I have a question about whether Dremio supports dynamic partitioning in queries.
Will Dremio add partitions to the query for optimization and enhanced performance, based on a client’s request?
For example, let’s say I have a table called “Employee” with a date column s_date and we maintain an indexed column for s_date in an integer format (YYYYMMDD). If a client submits a query with s_date in the WHERE condition, is there any feature in Dremio that can automatically identify the corresponding partition index and rewrite the query by adding the partition column for improved performance?
Additionally, I would like to know what is parameterized queries in Dremio and how they function in dremio ?

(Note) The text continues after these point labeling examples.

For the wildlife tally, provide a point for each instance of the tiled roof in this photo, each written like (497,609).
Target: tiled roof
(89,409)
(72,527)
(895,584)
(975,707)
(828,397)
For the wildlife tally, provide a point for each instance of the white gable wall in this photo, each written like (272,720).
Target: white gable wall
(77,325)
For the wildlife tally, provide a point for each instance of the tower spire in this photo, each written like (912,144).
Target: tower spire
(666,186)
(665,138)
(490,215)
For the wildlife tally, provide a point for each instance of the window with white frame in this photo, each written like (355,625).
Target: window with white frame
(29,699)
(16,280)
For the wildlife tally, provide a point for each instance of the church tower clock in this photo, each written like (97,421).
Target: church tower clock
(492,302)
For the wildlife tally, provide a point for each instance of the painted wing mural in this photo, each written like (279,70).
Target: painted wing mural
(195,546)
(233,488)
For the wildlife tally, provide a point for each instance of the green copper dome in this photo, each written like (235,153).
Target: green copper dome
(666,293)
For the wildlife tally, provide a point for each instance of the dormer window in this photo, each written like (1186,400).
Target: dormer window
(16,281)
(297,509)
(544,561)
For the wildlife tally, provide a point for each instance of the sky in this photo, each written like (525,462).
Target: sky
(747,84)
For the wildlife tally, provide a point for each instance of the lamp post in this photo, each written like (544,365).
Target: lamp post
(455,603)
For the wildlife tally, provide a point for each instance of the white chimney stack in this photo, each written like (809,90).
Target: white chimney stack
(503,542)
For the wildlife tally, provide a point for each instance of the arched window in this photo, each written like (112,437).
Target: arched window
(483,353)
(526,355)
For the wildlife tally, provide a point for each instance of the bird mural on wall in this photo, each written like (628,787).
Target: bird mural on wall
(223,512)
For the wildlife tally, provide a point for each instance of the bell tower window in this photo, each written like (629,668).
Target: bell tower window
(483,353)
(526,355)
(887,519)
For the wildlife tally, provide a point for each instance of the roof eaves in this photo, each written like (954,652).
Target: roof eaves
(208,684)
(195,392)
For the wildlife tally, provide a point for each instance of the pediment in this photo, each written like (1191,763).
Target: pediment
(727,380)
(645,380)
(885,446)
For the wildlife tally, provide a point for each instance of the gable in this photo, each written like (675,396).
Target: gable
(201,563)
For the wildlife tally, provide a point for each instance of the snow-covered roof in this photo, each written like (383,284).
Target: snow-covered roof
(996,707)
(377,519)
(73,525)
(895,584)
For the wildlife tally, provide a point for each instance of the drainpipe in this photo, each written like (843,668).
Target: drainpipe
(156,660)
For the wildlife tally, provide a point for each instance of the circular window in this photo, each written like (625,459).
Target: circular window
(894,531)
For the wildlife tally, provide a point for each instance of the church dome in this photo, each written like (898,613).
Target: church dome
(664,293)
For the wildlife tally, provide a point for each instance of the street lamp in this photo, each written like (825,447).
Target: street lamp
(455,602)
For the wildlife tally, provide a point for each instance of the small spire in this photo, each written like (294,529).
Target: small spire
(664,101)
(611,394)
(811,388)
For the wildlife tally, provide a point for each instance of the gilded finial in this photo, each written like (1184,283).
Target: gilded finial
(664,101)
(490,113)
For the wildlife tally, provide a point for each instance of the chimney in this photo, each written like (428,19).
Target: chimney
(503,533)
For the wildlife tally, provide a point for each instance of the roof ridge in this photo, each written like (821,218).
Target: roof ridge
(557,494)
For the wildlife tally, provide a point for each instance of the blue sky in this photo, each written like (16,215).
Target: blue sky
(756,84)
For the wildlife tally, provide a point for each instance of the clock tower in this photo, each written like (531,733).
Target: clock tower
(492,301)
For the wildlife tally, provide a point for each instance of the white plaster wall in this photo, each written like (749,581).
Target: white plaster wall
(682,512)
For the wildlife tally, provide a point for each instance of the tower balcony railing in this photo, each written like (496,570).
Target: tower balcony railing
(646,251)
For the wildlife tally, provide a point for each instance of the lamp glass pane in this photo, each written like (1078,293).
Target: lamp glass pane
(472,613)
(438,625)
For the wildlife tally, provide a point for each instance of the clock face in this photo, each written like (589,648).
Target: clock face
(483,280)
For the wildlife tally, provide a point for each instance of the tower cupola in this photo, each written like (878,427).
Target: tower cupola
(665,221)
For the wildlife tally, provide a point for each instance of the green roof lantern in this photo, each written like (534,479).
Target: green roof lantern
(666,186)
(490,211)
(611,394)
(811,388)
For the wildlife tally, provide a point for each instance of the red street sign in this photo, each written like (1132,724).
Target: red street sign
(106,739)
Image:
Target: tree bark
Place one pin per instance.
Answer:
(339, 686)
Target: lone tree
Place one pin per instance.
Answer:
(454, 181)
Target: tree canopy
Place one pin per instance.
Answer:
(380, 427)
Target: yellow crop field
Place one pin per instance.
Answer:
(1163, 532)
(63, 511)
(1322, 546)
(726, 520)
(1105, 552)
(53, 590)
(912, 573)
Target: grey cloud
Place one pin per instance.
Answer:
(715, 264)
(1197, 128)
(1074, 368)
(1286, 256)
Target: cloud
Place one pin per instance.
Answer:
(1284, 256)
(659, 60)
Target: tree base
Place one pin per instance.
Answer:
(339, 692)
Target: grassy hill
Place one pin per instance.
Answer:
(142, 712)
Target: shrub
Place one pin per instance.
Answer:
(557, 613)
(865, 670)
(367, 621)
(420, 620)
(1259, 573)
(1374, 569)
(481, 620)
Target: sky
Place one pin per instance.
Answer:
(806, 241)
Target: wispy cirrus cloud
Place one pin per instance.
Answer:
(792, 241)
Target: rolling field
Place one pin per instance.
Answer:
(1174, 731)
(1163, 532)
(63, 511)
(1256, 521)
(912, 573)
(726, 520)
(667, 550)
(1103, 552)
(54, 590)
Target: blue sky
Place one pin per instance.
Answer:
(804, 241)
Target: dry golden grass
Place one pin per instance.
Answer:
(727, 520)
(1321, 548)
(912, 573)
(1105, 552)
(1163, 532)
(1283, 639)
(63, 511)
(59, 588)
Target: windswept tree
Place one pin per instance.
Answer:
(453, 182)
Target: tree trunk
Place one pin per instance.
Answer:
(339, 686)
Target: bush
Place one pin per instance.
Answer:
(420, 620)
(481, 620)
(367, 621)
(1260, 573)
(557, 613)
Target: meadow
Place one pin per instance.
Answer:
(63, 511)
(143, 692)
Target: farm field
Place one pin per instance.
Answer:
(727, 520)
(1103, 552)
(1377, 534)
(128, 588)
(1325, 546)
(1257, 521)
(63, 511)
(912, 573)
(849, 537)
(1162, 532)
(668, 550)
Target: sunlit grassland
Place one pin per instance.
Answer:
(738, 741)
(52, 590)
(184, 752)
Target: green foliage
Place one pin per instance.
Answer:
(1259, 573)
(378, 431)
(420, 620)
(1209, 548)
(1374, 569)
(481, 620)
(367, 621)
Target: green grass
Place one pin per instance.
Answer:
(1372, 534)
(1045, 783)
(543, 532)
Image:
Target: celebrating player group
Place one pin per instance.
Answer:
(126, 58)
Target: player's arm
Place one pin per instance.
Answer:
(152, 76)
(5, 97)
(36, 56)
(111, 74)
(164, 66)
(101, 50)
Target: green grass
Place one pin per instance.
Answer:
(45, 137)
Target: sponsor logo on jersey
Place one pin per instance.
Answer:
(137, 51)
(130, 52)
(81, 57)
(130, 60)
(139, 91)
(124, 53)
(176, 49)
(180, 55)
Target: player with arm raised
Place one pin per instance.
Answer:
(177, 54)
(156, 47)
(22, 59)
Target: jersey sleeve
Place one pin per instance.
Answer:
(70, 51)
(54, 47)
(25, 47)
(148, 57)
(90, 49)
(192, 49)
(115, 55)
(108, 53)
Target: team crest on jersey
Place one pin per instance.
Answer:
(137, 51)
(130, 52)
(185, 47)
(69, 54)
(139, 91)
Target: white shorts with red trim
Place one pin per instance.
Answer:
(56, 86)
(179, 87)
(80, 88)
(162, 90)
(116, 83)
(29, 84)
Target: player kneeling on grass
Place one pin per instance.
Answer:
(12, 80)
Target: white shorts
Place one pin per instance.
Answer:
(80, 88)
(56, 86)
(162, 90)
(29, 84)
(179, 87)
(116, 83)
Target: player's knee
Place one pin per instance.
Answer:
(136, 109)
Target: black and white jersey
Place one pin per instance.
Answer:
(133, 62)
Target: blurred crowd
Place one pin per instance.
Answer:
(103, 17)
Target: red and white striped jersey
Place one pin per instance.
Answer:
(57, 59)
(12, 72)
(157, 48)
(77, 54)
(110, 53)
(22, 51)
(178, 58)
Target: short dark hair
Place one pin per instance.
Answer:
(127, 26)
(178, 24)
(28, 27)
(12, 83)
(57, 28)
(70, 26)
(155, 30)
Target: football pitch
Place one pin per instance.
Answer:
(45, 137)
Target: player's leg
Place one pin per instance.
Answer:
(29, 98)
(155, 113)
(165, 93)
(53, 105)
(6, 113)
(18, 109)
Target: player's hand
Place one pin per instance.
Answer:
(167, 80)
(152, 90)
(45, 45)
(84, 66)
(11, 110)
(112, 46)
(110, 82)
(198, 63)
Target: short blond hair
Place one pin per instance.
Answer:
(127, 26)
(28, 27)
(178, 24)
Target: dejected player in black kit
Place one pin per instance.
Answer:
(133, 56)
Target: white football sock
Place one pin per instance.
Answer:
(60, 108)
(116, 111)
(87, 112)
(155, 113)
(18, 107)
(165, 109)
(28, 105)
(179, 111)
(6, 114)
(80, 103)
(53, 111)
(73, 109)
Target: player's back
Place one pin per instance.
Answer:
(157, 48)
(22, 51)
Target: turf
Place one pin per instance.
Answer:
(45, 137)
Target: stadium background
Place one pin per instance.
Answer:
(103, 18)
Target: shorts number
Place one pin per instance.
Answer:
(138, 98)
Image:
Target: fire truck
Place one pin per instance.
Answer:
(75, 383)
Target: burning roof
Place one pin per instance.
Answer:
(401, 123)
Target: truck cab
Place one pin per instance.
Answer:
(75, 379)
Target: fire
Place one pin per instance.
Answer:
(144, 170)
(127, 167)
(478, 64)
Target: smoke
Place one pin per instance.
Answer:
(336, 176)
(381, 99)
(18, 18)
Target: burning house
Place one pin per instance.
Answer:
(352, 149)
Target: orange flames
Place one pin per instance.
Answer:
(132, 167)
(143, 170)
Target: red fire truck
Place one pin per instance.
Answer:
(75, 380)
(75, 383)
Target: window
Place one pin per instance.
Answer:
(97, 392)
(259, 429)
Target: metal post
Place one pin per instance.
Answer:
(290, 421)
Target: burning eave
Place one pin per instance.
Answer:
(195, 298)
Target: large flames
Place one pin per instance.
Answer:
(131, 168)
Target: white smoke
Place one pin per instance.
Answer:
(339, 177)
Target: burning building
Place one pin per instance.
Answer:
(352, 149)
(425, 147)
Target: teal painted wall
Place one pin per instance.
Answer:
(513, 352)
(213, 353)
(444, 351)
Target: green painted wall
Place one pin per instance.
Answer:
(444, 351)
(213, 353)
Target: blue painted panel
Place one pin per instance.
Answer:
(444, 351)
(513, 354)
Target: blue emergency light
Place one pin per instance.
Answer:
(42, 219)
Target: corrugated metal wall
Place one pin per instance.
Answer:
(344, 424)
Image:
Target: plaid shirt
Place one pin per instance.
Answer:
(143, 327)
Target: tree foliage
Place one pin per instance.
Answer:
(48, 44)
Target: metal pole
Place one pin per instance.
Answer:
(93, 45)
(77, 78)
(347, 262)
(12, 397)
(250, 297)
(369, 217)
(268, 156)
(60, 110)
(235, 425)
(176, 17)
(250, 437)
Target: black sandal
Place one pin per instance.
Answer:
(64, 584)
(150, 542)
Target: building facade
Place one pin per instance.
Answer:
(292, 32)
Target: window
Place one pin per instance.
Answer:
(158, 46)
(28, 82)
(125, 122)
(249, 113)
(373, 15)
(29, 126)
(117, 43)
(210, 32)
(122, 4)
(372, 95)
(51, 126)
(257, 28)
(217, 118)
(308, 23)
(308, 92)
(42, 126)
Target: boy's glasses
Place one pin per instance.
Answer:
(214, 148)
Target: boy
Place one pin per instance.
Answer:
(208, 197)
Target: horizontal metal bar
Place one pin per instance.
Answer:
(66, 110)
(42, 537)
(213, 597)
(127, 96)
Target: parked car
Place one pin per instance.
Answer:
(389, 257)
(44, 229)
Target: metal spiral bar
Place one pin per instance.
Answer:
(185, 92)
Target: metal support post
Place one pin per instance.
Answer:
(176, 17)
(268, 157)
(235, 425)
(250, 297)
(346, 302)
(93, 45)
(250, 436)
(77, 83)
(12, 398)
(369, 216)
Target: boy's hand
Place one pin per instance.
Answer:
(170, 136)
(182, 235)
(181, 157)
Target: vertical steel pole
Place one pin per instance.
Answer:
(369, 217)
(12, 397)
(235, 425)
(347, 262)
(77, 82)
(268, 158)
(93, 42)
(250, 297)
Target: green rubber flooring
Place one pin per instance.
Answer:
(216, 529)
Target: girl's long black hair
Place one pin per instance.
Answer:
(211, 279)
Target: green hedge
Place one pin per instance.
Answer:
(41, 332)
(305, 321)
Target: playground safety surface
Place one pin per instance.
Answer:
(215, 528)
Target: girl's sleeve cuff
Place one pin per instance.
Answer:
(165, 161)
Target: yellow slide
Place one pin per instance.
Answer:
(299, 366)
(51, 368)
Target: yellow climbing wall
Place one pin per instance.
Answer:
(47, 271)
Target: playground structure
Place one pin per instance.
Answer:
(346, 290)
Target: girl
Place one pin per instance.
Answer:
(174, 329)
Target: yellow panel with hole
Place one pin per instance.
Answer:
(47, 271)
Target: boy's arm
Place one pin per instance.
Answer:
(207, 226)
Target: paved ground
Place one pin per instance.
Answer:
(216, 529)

@JoiceJacob Depends on what source, if it is a RDBMS then the query is pushed down to the database example Oracle and use indexes/partition indexes directly on Oracle Server
While if this is Parquet or Iceberg then if the filter has a partition column then it would be a partition prune vs if a non-partition column then would be a filter push down. Happy to go over internals of the differences between the 2 if interested
Support for parameterized queries is in the roadmap but currently not there. Let us start with a profile of the job you are trying to analyze. Kindly attach the profile and we can go from there
I have a table called cust_rec_data that contains columns like customer_number, event_date, recharge_amount, recharge_channel, and part_idx (which represents the month extracted from event_date in MM format). The event_date column is indexed. Since the table holds a large amount of data for the last 12 months, we use part_idx for partitioning. When integrating Dremio with BI tools like Superset, the user wants to view the sum of recharge amounts by recharge_channel for a specific range between different event_date values. They don’t expect to manually select part_idx because they’ve already selected the date range based on event_date. Can we manipulate the query in Dremio to automatically add the relevant part_idx values based on the selected date range, without user input, so that the query runs much faster?